Dialogue is the one of tools we have for showing us who the characters are and how they relate to each other. The best dialogue includes some amount of subtext and conflict. One of the good ways to get at this is to write dialogue where the characters are speaking at cross-purposes. They refuse to respond directly to what another character has just said. It could be that they don’t answer a direct question. It could be that they’re not listening. Or it could be that they follow their own thought path, giving little regard to what others are talking about.

No matter how it’s accomplished, it has the effect of telling us much about the characters, not only in what they say but in the way in which they refuse to respond to the other. And it’s realistic. How many times have you asked someone a question, just to have them ignore the question and prattle on about something else? People rarely say what they really mean, and using dialogue in this manner only emphasizes that point.

One of the best examples of dialogue at cross-purposes is in “Emergency” by Denis Johnson. Here’s a great exchange of dialogue from midway through the story:

We lay down on a stretch of dusty plywood in the back of the truck with the daylight knocking against our eyelids and the fragrance of alfalfa thickening on our tongues.

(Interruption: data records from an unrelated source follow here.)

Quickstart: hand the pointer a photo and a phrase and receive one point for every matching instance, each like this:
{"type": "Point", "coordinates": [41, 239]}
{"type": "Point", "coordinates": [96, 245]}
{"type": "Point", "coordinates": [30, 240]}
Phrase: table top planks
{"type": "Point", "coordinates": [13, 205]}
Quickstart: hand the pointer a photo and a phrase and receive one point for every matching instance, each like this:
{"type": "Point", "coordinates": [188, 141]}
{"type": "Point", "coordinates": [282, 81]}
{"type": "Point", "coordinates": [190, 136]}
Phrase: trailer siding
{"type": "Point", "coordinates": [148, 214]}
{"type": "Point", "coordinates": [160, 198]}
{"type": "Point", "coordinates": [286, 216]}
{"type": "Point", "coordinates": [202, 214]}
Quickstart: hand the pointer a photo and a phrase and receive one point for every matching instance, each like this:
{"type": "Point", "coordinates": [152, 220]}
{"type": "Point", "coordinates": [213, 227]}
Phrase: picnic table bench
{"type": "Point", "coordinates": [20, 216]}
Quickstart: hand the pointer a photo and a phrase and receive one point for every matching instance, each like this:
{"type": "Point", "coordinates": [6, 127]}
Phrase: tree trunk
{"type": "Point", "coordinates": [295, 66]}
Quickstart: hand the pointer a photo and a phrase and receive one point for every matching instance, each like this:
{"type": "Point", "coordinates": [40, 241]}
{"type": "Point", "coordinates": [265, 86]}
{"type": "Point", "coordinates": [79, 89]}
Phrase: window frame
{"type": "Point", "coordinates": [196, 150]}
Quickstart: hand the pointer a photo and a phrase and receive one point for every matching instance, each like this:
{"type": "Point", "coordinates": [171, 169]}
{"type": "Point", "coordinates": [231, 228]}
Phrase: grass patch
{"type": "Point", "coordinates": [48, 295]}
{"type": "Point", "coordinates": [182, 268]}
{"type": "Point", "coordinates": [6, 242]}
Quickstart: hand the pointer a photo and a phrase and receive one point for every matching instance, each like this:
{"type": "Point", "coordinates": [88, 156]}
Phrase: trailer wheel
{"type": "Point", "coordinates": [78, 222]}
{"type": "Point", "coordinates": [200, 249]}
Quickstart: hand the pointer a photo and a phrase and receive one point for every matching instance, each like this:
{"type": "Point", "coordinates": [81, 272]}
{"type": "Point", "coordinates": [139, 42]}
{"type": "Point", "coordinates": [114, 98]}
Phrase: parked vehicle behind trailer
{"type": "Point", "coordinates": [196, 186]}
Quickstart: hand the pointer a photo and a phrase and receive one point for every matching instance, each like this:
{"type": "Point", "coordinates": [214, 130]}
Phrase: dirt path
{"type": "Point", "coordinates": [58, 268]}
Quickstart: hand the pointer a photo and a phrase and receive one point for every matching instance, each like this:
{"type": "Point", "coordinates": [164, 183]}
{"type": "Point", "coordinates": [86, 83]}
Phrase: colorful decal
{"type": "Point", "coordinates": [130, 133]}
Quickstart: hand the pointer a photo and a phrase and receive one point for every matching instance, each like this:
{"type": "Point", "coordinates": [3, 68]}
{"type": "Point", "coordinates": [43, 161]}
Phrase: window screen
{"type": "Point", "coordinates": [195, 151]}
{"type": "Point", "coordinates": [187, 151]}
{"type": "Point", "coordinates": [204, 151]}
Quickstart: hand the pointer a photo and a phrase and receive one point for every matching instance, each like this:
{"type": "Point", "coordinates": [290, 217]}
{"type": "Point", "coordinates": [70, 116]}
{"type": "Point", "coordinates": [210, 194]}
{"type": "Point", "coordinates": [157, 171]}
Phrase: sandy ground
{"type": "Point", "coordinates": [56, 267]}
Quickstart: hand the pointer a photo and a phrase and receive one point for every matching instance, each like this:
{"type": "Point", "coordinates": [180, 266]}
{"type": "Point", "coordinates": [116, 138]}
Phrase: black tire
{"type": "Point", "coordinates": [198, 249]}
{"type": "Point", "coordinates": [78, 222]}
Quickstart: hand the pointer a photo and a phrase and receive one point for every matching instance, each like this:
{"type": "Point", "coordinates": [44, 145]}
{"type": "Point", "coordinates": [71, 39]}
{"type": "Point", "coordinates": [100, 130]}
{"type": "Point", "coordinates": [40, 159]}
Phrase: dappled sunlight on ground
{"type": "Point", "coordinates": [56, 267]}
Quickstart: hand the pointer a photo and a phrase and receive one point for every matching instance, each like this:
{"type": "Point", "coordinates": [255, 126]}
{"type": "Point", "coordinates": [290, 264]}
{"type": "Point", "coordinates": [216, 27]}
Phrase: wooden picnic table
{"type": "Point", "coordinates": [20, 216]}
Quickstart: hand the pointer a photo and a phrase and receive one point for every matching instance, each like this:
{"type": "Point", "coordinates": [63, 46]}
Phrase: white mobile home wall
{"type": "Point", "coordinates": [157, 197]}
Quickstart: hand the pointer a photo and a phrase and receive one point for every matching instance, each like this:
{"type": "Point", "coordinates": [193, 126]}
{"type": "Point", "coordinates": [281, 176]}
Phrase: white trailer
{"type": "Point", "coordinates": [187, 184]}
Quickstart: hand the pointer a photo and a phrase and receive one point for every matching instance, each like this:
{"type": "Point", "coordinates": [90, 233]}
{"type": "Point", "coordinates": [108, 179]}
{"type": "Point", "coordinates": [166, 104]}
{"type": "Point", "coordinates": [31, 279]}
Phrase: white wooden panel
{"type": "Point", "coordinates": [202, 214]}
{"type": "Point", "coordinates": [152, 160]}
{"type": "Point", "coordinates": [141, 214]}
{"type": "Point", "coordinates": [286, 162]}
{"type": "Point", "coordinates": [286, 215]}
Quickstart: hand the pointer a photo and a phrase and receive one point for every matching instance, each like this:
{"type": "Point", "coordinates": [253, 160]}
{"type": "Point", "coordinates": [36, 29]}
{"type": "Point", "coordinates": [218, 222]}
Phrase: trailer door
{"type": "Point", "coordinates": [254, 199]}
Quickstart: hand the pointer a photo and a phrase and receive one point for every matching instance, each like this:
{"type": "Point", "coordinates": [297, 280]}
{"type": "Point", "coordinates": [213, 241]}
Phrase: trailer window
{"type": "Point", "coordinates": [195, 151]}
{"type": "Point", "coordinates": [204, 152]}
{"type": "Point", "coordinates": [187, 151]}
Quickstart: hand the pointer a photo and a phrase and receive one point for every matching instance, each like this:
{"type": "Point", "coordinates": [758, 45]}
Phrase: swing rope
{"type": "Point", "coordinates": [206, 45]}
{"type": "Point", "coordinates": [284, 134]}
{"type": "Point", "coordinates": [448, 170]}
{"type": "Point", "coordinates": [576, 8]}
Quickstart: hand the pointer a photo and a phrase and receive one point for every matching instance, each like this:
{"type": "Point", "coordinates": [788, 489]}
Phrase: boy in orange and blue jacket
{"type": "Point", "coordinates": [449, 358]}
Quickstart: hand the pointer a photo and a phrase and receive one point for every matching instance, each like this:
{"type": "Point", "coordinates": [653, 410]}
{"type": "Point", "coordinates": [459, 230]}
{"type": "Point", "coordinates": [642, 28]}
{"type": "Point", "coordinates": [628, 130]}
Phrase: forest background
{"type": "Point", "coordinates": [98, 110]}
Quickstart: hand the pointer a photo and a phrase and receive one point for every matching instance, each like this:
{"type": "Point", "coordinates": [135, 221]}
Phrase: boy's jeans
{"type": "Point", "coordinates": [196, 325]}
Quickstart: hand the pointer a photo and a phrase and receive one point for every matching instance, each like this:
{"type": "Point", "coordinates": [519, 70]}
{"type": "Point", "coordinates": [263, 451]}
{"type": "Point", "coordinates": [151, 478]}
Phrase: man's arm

“I want to go to church,” Georgie said.

“Let’s go to the county fair.”

“I’d like to worship. I would.”

“They have these injured hawks and eagles there. From the Humane Society,” I said.

“I need a quiet chapel about now.”

The narrator and Georgie have two completely different ideas about where they would like to go next. The only connection between these lines of dialogue to that they are both responding to the idea of where to go. But other than that, each character is on their own path. We learn more about each character and their interests/desires; we also learn about them by how they don’t respond to the other’s request.

Exercise

A couple is flying from California to New York. Midway through the journey, one character tells the other that she would like to visit the Statue of Liberty. Her partner—who is having an affair with someone who lives in New York—has other plans. Write a scene of dialogue where the couple talks about how they will spend their time in New York, each character on their own path and rarely directly responding to the other.